Earnings at PNC Financial (NYSE:) suffered last year along with the entire financial sector. Net income before extraordinary items came in at $2.95B in 2020, down from $5.35 in 2019 for a 45% reduction. In our opinion, amid the biggest crisis since the Great Depression, the fact that PNC and its peers even managed to stay profitable is admirable.
Profit declines during a crisis are hardly surprising. What many didn’t expect, though, was the sharp surge in PNC Financial in the last three quarters of last year. The price briefly dipped below $80 a share in March 2020. Last week, it closed above $180. We are happy to say that to our regular readers that rally didn’t come out of the blue.
The chart above was on our website on June 23, 2020. It depicts a very clear bullish 5-3 Elliott Wave cycle starting from the 2009 bottom. The first phase of the cycle is a five-wave impulse pattern, labeled 1-2-3-4-5. The second was an A-B-C flat correction.
According to the theory, once a correction is over, the preceding trend resumes.

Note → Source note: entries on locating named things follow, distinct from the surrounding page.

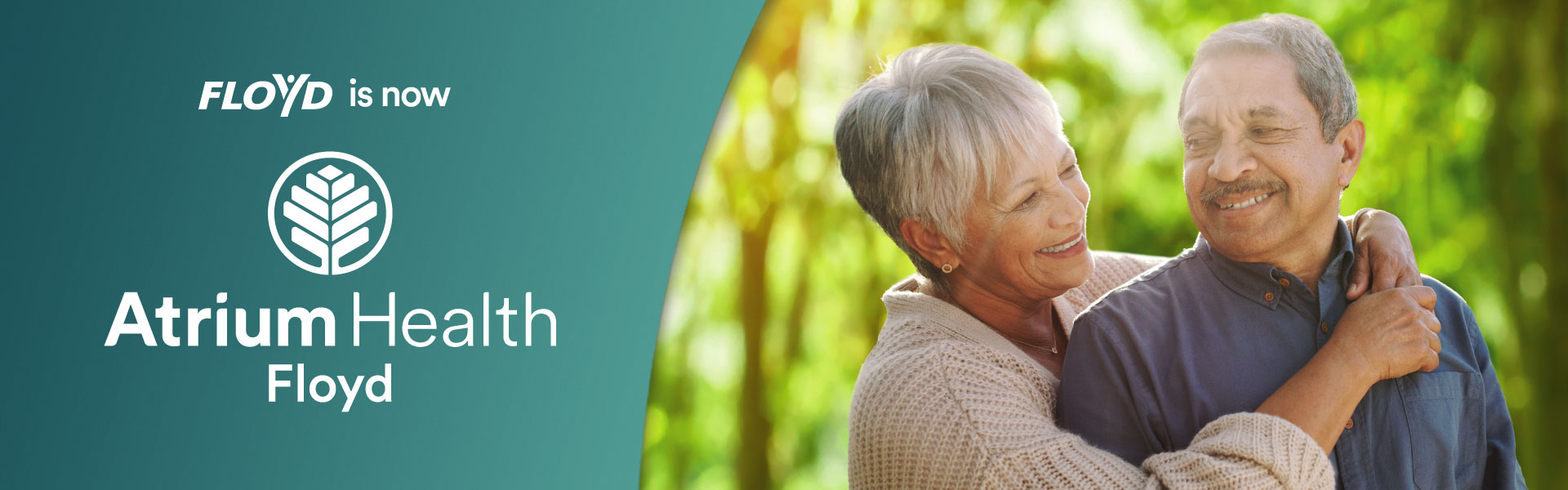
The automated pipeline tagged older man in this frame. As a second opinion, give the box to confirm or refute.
[1058,16,1524,488]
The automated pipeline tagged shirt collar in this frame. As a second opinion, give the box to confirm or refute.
[1192,220,1355,310]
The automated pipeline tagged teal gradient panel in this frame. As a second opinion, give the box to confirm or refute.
[0,0,762,488]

That was the logic we relied on when we shared our bullish view on PNC Financial last summer. Instead of extrapolating the recent crash into the future, we thought it had significantly de-risked the stock. A buying opportunity presented itself.
Last month, PNC Financial climbed to $184, up 130% from last years’ low and 69% since we wrote about it. Now, assuming another impulse pattern is going to form, it looks like $200 a share is within reach. After that, however, another correction to ~$150 should be expected.